Former legislator and Monetary Policy Committee member Eddie Cross has asked a very pertinent question which most people are probably asking too: Why are Covid-19 tests, which have become mandatory for anyone who wants to travel, so expensive?
“It costs anything up to US$300 to get a Covid test. Here in Zimbabwe we seem to have settled at about US$70 a test – a bit better but still totally unaffordable to the great majority of our people,” he writes on his personal blog.
“This has been compounded by governments who have made it compulsory to get on a plane or cross a border, even though the test is not accurate.
“What is involved? Go to a tent, a person comes up to you in what looks like a space suit, sticks a tiny swab of cotton wool on a stick worth about 5 cents up your nose and then charges you a month’s income with instructions to collect the result from a laboratory somewhere.
“What is the cost? Maybe US$3 to US$5 a test? Good money to me.”
Below is the full blog
How do we deliver Health Services to People?
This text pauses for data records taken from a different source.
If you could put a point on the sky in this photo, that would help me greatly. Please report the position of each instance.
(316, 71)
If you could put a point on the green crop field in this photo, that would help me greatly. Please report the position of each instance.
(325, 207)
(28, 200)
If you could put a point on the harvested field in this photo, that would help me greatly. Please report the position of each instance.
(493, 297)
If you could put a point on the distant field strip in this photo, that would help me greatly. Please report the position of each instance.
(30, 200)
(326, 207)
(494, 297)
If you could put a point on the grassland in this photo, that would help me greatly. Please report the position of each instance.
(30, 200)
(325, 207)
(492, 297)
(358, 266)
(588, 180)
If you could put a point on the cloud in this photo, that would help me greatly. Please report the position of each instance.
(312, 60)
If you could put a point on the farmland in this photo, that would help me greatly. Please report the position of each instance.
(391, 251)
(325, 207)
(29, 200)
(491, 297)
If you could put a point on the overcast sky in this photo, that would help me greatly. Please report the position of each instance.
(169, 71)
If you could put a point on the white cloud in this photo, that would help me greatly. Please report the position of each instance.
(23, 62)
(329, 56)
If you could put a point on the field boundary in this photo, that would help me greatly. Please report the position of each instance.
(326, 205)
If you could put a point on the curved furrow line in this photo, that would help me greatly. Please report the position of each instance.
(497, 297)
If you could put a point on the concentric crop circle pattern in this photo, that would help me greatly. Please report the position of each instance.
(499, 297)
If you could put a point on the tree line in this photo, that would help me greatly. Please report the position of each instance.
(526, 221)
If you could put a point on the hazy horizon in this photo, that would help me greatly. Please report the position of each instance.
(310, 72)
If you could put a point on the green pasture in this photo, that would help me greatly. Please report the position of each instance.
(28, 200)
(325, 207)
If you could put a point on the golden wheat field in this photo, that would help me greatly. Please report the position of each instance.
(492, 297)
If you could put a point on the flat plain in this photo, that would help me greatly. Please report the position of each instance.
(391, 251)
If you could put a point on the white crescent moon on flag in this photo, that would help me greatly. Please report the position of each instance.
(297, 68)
I really do think the Covid pandemic has been over played across the globe, but the one thing it has shown us, is how flawed our medical delivery systems are, everywhere. It was President Obama in 2015 who said that the world must prepare itself to fight disease on a global scale. He was referring to the outbreak of a disease in central Africa that killed 90 per cent of those it infected and was massively contagious. It was called Ebola.
But he might have used as an example, any one of the major disease problems in our past history. The Spanish Flu (another form of Covid) killed up to 30 million people in 1919. When I was a child I remember the panic over polio that left millions crippled or on iron ventilators in hospitals. Tuberculosis – remember the hospitals built just for this pandemic? Measles, malaria, yellow fever, all were, in their time, regarded as universal threats. Science has enabled us to control and even eliminate these problems.
There are several issues that concern me about the global Covid response. Firstly, despite the existence of the World Health Organisation, the global response has been uncoordinated and based mainly on wealthy international pharmaceutical firms and the rich countries. I guess this is inevitable, but it entrenches the haves and have-not’s syndrome which has emerged in the past 100 years. The result is that we have emerged from the first year of response with a dozen or more vaccines of varying types and effectiveness and at a cost of US$70 a shot to US$3 a shot and two injections required for protection at about 70 per cent. The first and most effective vaccine requires freezing down to minus 75 Celsius – an impossible target for 90 per cent of the globe.